Editors can work off the same master files, even if they have very different research interests.
Complementary or competing annotations can be made, even if those annotations overlap (a major problem for in-line annotation, where according to XML rules no element may interlock or overlap with another).
TAN files become, collectively, a complex dataset, supporting lines of research that might not have been anticipated by any single project.
Editorial labor can be conducted without central coordination, as individuals work at their own pace, independently, on separate files.
When errors are found, they can be corrected in master files. Anyone depending upon that master file as a source will be notified of changes that have been made and they can deal with them accordingly. (Editor 1 can post typographical corrections, and if she logs the change with a time-date stamp, anyone using the file, upon validating their files, will be sent information or a warning about the change. Similarly, Editors 2 and 4 can let Editor 1 know about their work, and Editor 1 can update the Old French versions with cross-references.)
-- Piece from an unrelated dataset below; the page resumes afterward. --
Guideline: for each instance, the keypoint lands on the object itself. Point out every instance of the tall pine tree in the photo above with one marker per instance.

Any data file can be released, circulated, and used independent of any other that points to it, or to which it points.
Connected files can be combined and transformed in any number of ways to produce a wide variety of derivative documents (e.g., collated versions, statistical analysis). A transformation created for one set of TAN documents will work identically on other TAN documents of the same format. (If someone creates a tool to synthesize a transcription and an associated TAN-A-lm file, it can be applied to both Editor 2's and Editor 4's work.)
The TAN family of formats can be expanded to allow other types of linguistic data, and therefore other lines of research.

Stand-off annotation is not without liabilities. Files might be altered or altogether deleted, rendering dependent files meaningless. An editor may find that not having the annotated text in the same place as the annotation is an inconvenience. These are significant challenges, but TAN validation rules have been designed to mitigate these as much as possible.